# Continuum Data Centers Announces New Tier III Facility



## fizzyjoe908 (Sep 19, 2013)

Today, Continuum Data Centers announced their acquisition of a new tier III datacenter in West Chicago, IL via their Twitter account and a new website design with a blog post about this. This second location, named "CDC 603" is about 30 minutes from their first Lombard, IL location ("CDC 835").

Upon this announcement, they published two interesting articles: a press release and fact sheet.

According to the announcement, they plan on doing pre-sales and facility tours starting this month with the first new customers being setup in the summer of 2014.
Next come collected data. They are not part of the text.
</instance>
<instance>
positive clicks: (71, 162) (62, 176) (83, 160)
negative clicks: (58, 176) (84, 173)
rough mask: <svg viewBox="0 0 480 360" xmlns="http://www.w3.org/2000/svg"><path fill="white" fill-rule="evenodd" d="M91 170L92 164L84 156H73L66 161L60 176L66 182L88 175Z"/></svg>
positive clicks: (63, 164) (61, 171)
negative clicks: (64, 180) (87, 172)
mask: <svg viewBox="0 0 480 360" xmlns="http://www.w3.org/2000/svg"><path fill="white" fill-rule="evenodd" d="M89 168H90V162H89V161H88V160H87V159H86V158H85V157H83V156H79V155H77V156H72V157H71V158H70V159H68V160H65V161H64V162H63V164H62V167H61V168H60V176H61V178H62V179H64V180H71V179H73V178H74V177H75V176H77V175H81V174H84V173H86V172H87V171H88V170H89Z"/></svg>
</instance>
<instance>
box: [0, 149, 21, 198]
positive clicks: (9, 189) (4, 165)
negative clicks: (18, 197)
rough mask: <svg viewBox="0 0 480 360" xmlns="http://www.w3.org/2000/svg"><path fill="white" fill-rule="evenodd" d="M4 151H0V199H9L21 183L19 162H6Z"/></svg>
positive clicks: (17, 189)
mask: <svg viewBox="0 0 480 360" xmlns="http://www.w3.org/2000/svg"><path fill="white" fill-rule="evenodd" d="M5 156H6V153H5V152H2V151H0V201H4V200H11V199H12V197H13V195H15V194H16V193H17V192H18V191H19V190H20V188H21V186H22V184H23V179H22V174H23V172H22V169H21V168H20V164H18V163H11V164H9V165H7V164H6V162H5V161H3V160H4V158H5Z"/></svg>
I find all this news to be interesting and I look forward to finding out what comes from this. In the Internet world, Continuum does not have the _best _record for consistency in power or bandwidth. That being said, it seems the new building they acquired was meant to be a datacenter, unlike Lombard.


----------



## drmike (Sep 19, 2013)

I say good!  Chicagoland needs more options.

Continuum gets a bad rap.  Some of it is deserved from time to time.  Overall though, I don't think recently they've been as bad as in the past.   I've found their network to be nicely peered with some of my upstreams and no slowdowns that are ordinary with most facilities.


----------



## concerto49 (Sep 19, 2013)

It's quite interesting. They should tune up their existing data center before expanding if you ask me.


----------



## Tux (Sep 19, 2013)

The new website is a million times better than the last one.


----------



## Eric1212 (Sep 27, 2013)

I've had good luck with continuum. Had a few servers there.  Glad they're expanding in Chicago.


----------